David Ruelly had strayed from formalism to speculate about chaos in the heart – a dynamical system of vital interest to every one of us – as he wrote.
Irregularities in the heartbeat has long since been discovered, investigated, isolate and categorized.
The heart will not stop fibrillating on its own. This brand of chaos is stable. Only a jolt of electricity from a defibrillation device can return the heart to its steady state. Determining the size and shape of that jolt was something Arthur T. Winfree worked on.
When you reach an equilibrium in biology you’re dead according to Arnold Mandell.
Schrodinger’s view was unusual. That life was both orderly and complex was a truism. In Schrodinger’s day, neither mathematics nor physics provided any genuine support for the ideas. There were no tools for analyzing irregularity as a building block of life. Now those tools exist.
Chaos and Beyond
Simple systems behave in simple ways.
Complex behaviors implies complex causes.
Different systems behave differently.
Now all that has changed. In the intervening twenty years, physicists, mathematicians, biologists and astronomers have created an alternative sets of ideas. Simple systems give rise to complex behaviors. Complex systems give rise to simple behaviors. And more important, the laws of complexity hold universally.
The second law of thermodynamics. Everything tends towards disorder. The universe is a one-way street. Entropy must always increase in the universe and in any hypothetical isolated system within it.

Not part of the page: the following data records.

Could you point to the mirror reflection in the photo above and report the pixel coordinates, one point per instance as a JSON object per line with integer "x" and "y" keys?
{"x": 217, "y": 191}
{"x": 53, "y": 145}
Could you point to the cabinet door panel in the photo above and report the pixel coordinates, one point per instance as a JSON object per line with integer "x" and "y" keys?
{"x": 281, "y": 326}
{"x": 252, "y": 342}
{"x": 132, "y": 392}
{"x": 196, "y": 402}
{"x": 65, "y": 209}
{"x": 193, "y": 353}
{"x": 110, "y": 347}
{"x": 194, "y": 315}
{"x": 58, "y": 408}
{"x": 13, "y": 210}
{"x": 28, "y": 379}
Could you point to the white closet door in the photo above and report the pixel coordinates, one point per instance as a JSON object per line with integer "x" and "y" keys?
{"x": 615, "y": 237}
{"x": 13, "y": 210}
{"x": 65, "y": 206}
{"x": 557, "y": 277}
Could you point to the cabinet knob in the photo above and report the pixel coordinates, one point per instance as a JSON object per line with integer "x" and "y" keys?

Nature forms patterns. Some are orderly in space but disorderly in time, others orderly in time but disorderly in space. Some patterns are fractal, exhibiting structures self-similar in scale. Others give rise to steady states or oscillating ones.
Joseph Ford said that evolution is chaos with feedback. As a reply to Einstein he also said that god plays dive with the universe, but they’re loaded dice.